In opposition, Plaintiff argues that section 547(c)(4) provides a defense against preference actions when a creditor provides new value to a Debtor after the preferential transfer, but before the filing of the petition. Plaintiff contends that Defendant's alleged new value was made post-petition and thus cannot qualify under the new value exception. Further, Plaintiff clarifies that post-petition payments are otherwise unavoidable transfers, and thus cannot be counted to qualify for the new value exception. Plaintiff contends that Debtor made nine payments to account for the alleged new value described by the Defendant for a total of $174,166.55. Therefore, Plaintiff argues that the Debtor made otherwise unavoidable transfers for the rent in excess of the pre-petition debt. Summarily, Defendant cannot qualify for the new value exception based on the two reasons stated above.

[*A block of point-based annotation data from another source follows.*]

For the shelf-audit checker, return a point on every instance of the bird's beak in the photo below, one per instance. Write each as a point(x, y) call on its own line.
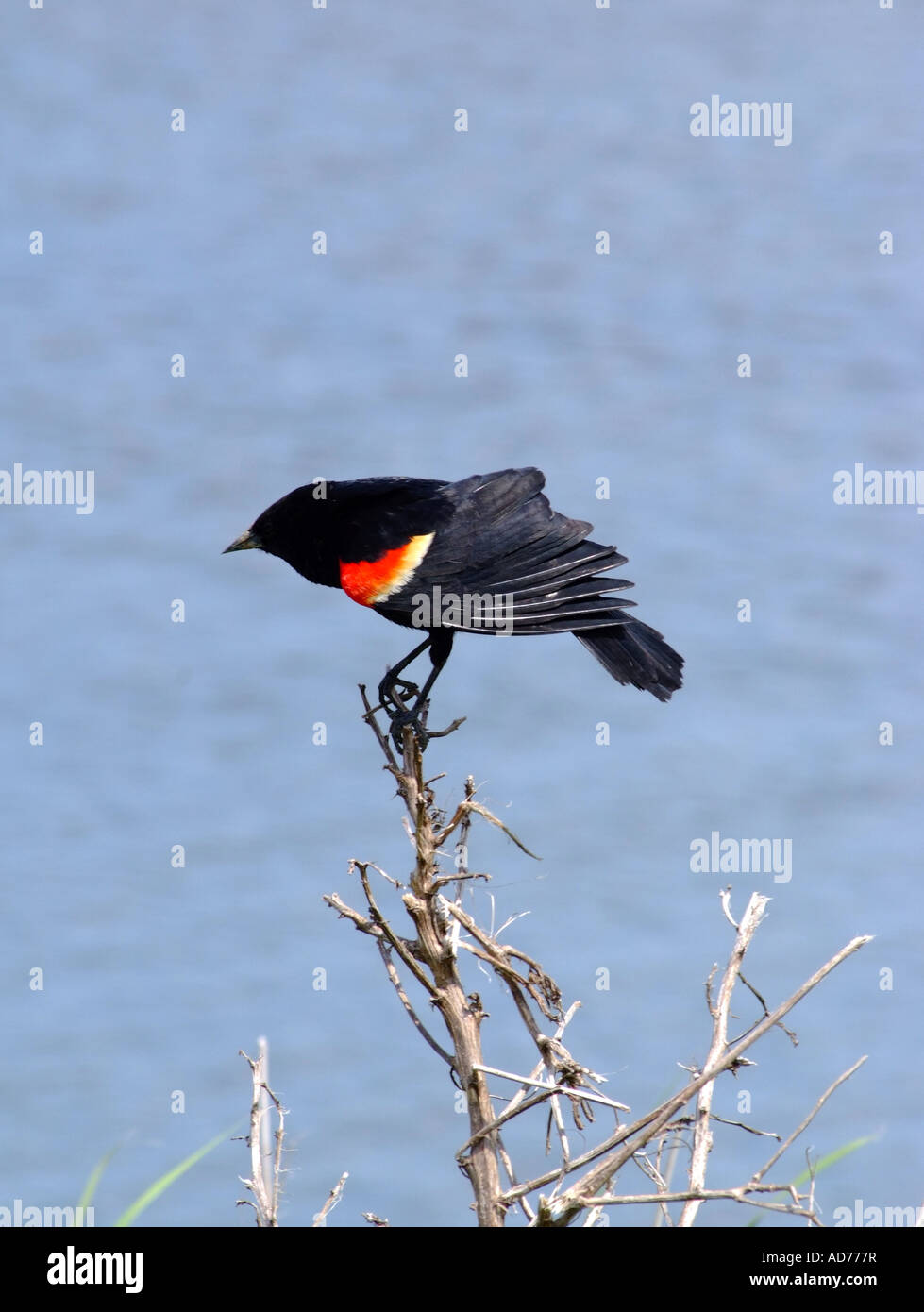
point(245, 542)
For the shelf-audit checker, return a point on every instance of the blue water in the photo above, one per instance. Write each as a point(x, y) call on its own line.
point(620, 367)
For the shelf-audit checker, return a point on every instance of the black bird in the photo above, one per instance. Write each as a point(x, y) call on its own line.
point(484, 555)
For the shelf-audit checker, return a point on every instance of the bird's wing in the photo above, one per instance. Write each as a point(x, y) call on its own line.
point(506, 541)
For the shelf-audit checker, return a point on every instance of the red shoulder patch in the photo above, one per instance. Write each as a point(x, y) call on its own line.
point(370, 581)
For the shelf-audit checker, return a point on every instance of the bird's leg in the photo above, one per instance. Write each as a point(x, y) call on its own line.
point(440, 645)
point(387, 689)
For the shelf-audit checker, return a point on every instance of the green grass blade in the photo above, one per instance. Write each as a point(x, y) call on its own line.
point(93, 1180)
point(158, 1187)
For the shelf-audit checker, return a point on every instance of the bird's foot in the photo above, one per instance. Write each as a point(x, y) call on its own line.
point(392, 699)
point(415, 719)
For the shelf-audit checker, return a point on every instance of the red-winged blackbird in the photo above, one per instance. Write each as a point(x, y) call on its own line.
point(486, 555)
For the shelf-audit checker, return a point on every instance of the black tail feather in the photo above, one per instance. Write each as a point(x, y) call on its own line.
point(637, 653)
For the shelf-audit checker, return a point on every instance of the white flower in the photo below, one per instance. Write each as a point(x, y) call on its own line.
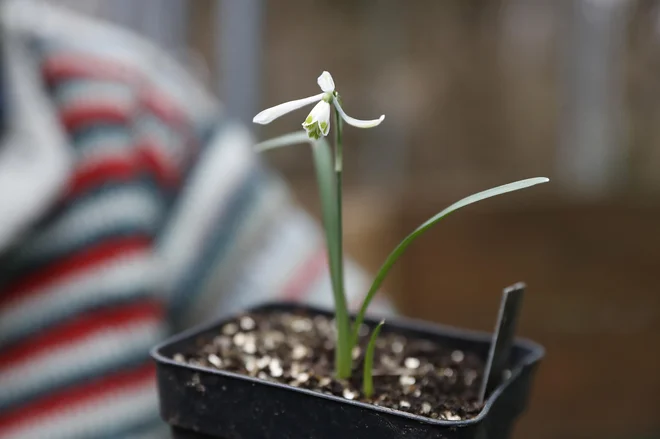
point(317, 122)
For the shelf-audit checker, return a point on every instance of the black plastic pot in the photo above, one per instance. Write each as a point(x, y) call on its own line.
point(201, 403)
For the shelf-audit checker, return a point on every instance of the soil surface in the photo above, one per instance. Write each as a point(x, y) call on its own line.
point(411, 375)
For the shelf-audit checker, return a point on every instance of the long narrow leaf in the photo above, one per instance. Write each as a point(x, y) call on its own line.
point(367, 374)
point(286, 140)
point(398, 251)
point(326, 177)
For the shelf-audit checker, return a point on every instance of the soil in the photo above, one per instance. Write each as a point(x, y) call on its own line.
point(411, 375)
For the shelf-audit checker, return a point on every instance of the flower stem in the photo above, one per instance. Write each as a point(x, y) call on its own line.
point(367, 378)
point(343, 355)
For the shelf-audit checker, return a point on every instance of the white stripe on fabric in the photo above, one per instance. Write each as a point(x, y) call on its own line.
point(103, 141)
point(94, 92)
point(129, 206)
point(170, 140)
point(291, 241)
point(221, 168)
point(97, 37)
point(118, 279)
point(158, 431)
point(96, 418)
point(111, 346)
point(268, 205)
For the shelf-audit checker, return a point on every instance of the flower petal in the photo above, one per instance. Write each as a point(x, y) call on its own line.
point(270, 114)
point(326, 82)
point(317, 123)
point(357, 122)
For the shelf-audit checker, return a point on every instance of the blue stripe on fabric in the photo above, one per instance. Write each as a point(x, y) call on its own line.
point(127, 362)
point(219, 240)
point(90, 134)
point(25, 266)
point(31, 328)
point(149, 425)
point(143, 182)
point(72, 89)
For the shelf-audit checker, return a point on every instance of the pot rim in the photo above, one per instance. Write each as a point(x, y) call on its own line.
point(535, 353)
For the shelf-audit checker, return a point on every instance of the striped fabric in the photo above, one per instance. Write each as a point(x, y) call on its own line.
point(150, 215)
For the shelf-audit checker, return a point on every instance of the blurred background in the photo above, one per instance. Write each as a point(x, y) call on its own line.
point(477, 93)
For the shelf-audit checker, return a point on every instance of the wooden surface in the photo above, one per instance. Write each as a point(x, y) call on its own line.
point(593, 276)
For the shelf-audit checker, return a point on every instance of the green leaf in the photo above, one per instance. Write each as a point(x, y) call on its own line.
point(367, 378)
point(398, 251)
point(327, 183)
point(286, 140)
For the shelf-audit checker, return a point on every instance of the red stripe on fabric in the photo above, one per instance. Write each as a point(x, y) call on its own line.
point(82, 327)
point(164, 108)
point(92, 112)
point(87, 175)
point(84, 259)
point(81, 395)
point(144, 158)
point(63, 66)
point(305, 276)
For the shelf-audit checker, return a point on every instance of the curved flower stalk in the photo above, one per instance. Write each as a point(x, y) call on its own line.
point(317, 127)
point(317, 123)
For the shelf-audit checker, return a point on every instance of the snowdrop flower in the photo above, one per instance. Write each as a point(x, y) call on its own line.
point(317, 123)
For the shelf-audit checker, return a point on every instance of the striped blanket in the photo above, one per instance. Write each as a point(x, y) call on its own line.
point(130, 208)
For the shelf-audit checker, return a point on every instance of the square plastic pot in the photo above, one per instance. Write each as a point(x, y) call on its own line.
point(204, 403)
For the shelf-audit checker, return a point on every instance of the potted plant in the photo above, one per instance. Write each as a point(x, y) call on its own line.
point(285, 370)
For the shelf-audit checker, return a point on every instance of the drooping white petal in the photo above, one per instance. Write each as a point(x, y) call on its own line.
point(317, 123)
point(270, 114)
point(326, 82)
point(357, 122)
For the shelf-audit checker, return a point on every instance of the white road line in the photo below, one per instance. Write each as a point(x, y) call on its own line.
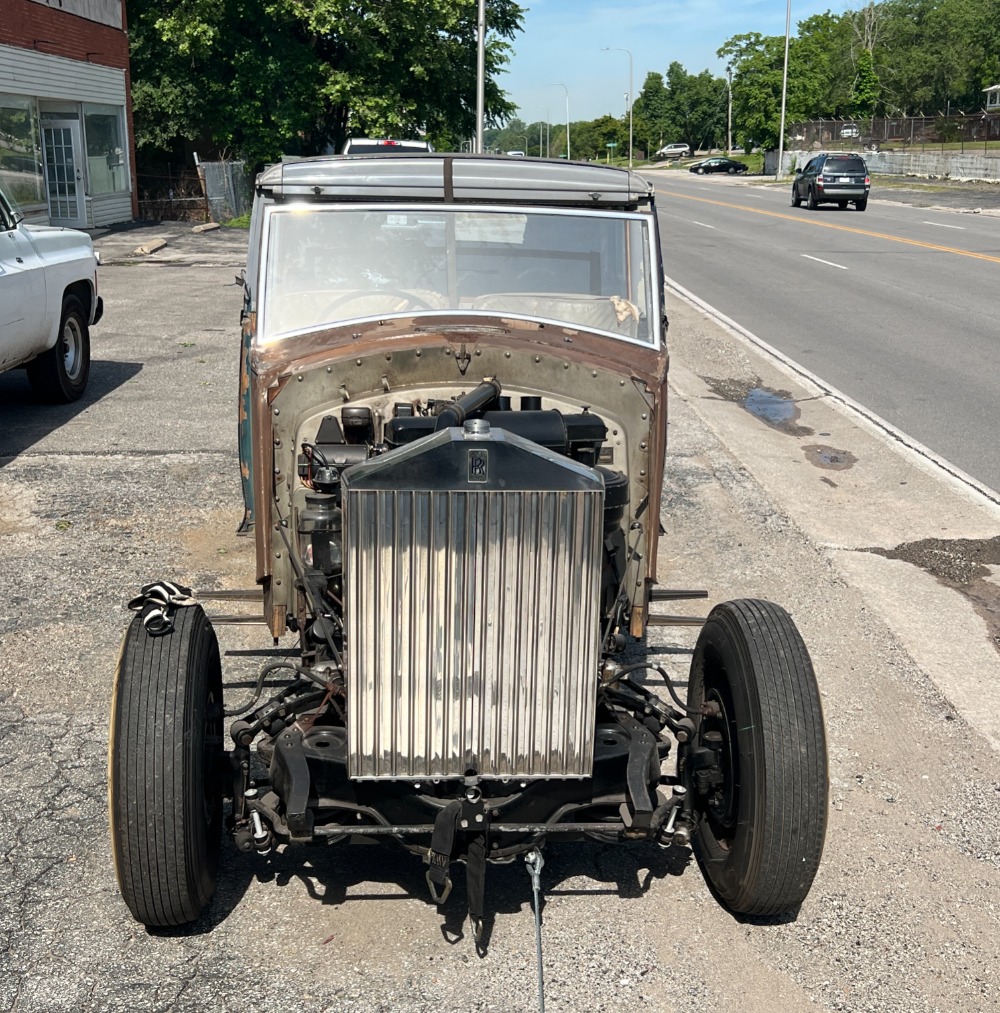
point(958, 478)
point(829, 263)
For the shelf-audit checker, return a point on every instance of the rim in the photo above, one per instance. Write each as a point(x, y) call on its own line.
point(721, 805)
point(72, 347)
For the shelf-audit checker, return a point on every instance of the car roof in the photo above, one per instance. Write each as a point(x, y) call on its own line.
point(455, 177)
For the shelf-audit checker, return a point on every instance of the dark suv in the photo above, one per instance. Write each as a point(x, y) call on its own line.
point(832, 178)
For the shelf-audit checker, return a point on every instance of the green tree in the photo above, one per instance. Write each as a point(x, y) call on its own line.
point(696, 107)
point(299, 76)
point(758, 64)
point(650, 113)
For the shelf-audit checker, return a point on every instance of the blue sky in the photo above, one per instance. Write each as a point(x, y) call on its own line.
point(562, 41)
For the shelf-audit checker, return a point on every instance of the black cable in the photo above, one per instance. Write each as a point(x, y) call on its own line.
point(644, 666)
point(264, 672)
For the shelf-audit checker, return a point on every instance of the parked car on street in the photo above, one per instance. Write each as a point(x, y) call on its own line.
point(674, 151)
point(717, 164)
point(453, 425)
point(832, 178)
point(49, 302)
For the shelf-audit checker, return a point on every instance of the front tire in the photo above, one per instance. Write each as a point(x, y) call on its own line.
point(756, 768)
point(61, 373)
point(164, 752)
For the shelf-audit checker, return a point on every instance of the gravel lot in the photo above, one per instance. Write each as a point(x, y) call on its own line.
point(140, 480)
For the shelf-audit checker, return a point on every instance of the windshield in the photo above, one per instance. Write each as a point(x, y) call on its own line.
point(327, 263)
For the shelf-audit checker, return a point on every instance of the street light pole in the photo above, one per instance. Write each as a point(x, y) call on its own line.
point(559, 84)
point(728, 125)
point(618, 49)
point(481, 73)
point(784, 93)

After reviewing the Plaintiff's arguments, and the relevant law, this Court concludes that there are no genuine issues as to any material fact and that the moving party is not entitled to judgment as a matter of law. In a motion for summary judgment, in order to carry its burden of production, the moving party must either produce evidence negating an essential element of the nonmoving party's claim or defense or demonstrate that the nonmoving party does not have sufficient evidence of an essential element to carry its ultimate burden of persuasion at trial. Lopez v. Corporacion Azucarera de Puerto Rico, 938 F.2d 1510, 1516-17 (1st Cir. 1991); High Tech Gays v. Defense Indus. Sec. Clearance Office, 895 F.2d 563, 574 (9th Cir.1990).
This Court has previously adopted the minority reading of the subsequent new value exception. In re PMC Mktg. Corp., 09-02048, 2013 WL 5741826 (Bankr. D.P.R. Oct. 23, 2013) ("This Court adopts the minority approach of Section 547(c)(4).") The minority reading, consistent with the Supreme Court's guidance on statutory reading, is straightforward. "[U]nlike the majority rule, the minority yet emerging reading does not require that the subsequent new value remain unpaid, but does require that the preference payment be avoidable (i.e., statutory language "not otherwise unavoidable")." Id. The policy behind this reading is that "the subsequent new value exception as to facilitate creditors to continue dealing with a financially shaky debtor and to replenish an estate diminished by a preference. Accordingly, a creditor is entitled to only a one-time credit benefit for goods and services it later supplied." Id. In the case presently before the Court, Defendant fails to address why the first payment of $41,361.02 accounts for new value under the minority interpretation of the Code. Further, Defendant's alleged $77,210.23, cannot qualify for the new value exception because such amount accrued post-petition.
WHEREFORE, IT IS ORDERED that Defendant's Motion for Summary Judgment shall be, and it hereby is, DENIED. Clerk to schedule a pre-trial hearing.
SO ORDERED
San Juan, Puerto Rico, this 5th day of September, 2014.